Paroles d’élèves en difficulté

par C’est Nabum
vendredi 7 septembre 2012

Pourquoi êtes vous là ?

vidéo : 

Savoir se situer, comprendre pourquoi ils sont là, identifiés comme élèves en difficulté, prendre la parole pour évoquer son parcours scolaire, exprimer ses doutes et ses attentes ; voilà une séance bien ordinaire à laquelle j'ai convié la nouvelle fournée de mes élèves.

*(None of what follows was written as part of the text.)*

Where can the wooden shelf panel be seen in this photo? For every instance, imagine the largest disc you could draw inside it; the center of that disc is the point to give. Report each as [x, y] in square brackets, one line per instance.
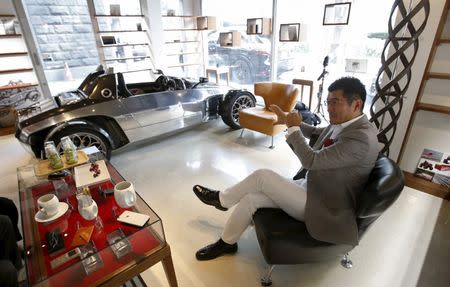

La séance fut riche et émouvante, angoissante et j'espère utile. Ils sont passés un à un devant leurs camarades, assis devant l'assemblée attentive. Ils ne savaient que faire de leurs mains, ils se balançaient, se penchaient, regardaient ailleurs. Ils étaient mal à l'aise avec les exigences nouvelles pour eux d'une posture convenable et d'une prise de parole face au groupe.

Il fut nécessaire de leur expliquer quelle attitude est socialement attendue lors de cette situation, qu'on ne se vautre pas sur sa chaise, qu'on ne place pas les mains devant sa bouche, qu'on ne se gratte pas et qu'il faut regarder les gens à qui l'on parle y compris quand c'est un adulte.

Puis il a fallu exiger le respect et l'écoute, demander que personne ne se moque, dire que la parole n'est pas source de moquerie, qu'il faut garder le silence quand un autre parle. Cette première séance a brisé la représentation habituelle de la classe. Le professeur au fond, un élève assis devant le tableau et qui a la parole, des camarades qui commentent et expriment des remarques constructives sur la dernière intervention.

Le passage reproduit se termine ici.